Readers are cautioned not to place undue reliance on forward-looking information or statements. Forward-looking statements are subject to a number of risks and uncertainties that may cause the actual results of the Company to differ materially from those discussed in the forward-looking statements and, even if such actual results are realized or substantially realized, there can be no assurance that they will have the expected consequences to, or effects on, the Company.

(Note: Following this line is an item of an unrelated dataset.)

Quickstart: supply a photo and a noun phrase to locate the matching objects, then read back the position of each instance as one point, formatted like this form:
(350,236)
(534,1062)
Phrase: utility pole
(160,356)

All forward-looking statements are made based on the Company's current beliefs including various assumptions made by the Company and information currently available to the Company. Factors that could cause actual results or events to differ materially from current expectations include, among other things: risks and uncertainties related to the ability to obtain, amend, or maintain necessary licenses, or permits; risks related to acquisition of surface rights; risks related to granting security; securing sufficient offtake agreements; the availability of acceptable financing for developing and advancing the Chvaletice Project and for continued operations; the availability and reliability of equipment, facilities, and suppliers necessary to complete development; the ability to develop adequate processing capacity with expected production rates; timing to start of production and total costs of production; the presence of and continuity of manganese at the Chvaletice Project at estimated grades; the potential for unknown or unexpected events to cause contractual conditions to not be satisfied; developments in EV (Electric Vehicles) battery markets and chemistries; and risks related to fluctuations in currency exchange rates, changes in laws or regulations; and regulation by various governmental agencies. For a further discussion of risks relevant to the Company, see "Risk Factors" in the Company's annual information form for the year ended September 30, 2022, available on the Company's SEDAR+ profile at www.sedarplus.ca.

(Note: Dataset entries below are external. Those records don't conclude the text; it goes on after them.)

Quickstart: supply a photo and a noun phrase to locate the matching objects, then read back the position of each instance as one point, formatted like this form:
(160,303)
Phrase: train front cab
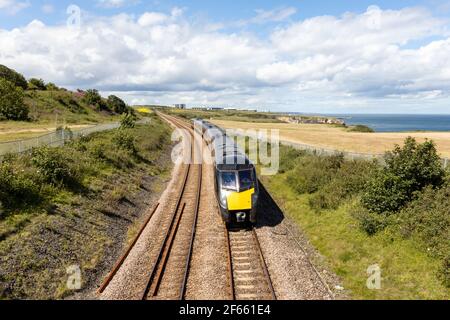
(237,192)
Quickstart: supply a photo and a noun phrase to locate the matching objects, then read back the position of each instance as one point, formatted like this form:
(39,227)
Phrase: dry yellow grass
(330,137)
(22,130)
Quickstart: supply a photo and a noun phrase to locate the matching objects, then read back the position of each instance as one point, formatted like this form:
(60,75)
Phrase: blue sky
(352,56)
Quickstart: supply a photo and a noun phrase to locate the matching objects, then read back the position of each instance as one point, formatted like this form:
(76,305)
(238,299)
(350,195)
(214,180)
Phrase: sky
(349,56)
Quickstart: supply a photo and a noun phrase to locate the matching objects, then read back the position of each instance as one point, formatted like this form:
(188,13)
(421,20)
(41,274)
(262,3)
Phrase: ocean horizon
(396,122)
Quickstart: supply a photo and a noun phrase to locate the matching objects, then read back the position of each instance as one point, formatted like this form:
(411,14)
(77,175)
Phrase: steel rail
(122,259)
(276,207)
(166,238)
(164,253)
(230,264)
(193,232)
(264,265)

Although the forward-looking statements contained in this news release are based upon what management of the Company believes are reasonable assumptions, the Company cannot assure investors that actual results will be consistent with these forward-looking statements. These forward-looking statements are made as of the date of this news release and are expressly qualified in their entirety by this cautionary statement. Subject to applicable securities laws, the Company does not assume any obligation to update or revise the forward-looking statements contained herein to reflect events or circumstances occurring after the date of this news release.